Aucun débat international sur les droits humains n’est plus intense que celui concernant Israël, l’Autorité palestinienne et les Territoires occupés. Ce débat, devenu rapidement polarisé, a perdu de vue l’importance des questions relatives aux droits humains qui en dépendent. Cet égarement, amorcé il a longtemps avec la Commission des droits de l’homme des Nations-Unies, se poursuit avec le Conseil des droits de l’homme (qui a remplacé la Commission en 2006). Traditionnellement, le Canada a opté pour une approche circonspecte dans ce débat, votant tantôt contre les résolutions, tantôt pour, optant souvent pour l’abstention, expliquant son vote de façon prudente, en s’appuyant sur des principes.

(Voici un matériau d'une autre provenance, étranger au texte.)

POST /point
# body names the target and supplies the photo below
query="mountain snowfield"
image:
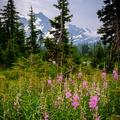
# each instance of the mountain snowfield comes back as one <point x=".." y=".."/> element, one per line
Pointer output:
<point x="77" y="34"/>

Plus récemment cependant, le Canada vote constamment contre les résolutions onusiennes qui sont essentielles à la cause des droits humains dans l’État d’Israël. Alors qu’avant les autres pays voyaient le Canada comme le pays qui pouvait réduire l’écart quant aux résolutions relatives à Israël, la plupart croient aujourd’hui qu’il est vain de s’engager avec le Canada, puisque ce dernier semble bien campé sur sa position de soutien sans réserve à Israël. Par exemple, en janvier 2009, le Canada fut le seul des 47 pays membres du Conseil des droits de l’homme de l’ONU à voter contre la résolution condamnant les violations des droits humains qui se sont produites dans le contexte de l’offensive militaire d’Israël à Gaza l’an dernier. De proches alliés du Canada, incluant le Royaume-Uni et le Japon, ont plutôt choisi de s’abstenir de voter. En novembre 2009, à l’Assemblée générale des Nations Unies, seulement 18 pays, dont le Canada, ont voté contre une résolution appuyant les résultats d’une enquête commandée par le Conseil des droits de l’homme et réalisée par Richard Goldstone, un réputé juriste sud-africain. La résolution de l’Assemblée sommait les autorités israéliennes et palestiniennes de mener des enquêtes indépendantes crédibles sur des allégations de graves violations du droit international humanitaire et du droit international en matière de droits humains.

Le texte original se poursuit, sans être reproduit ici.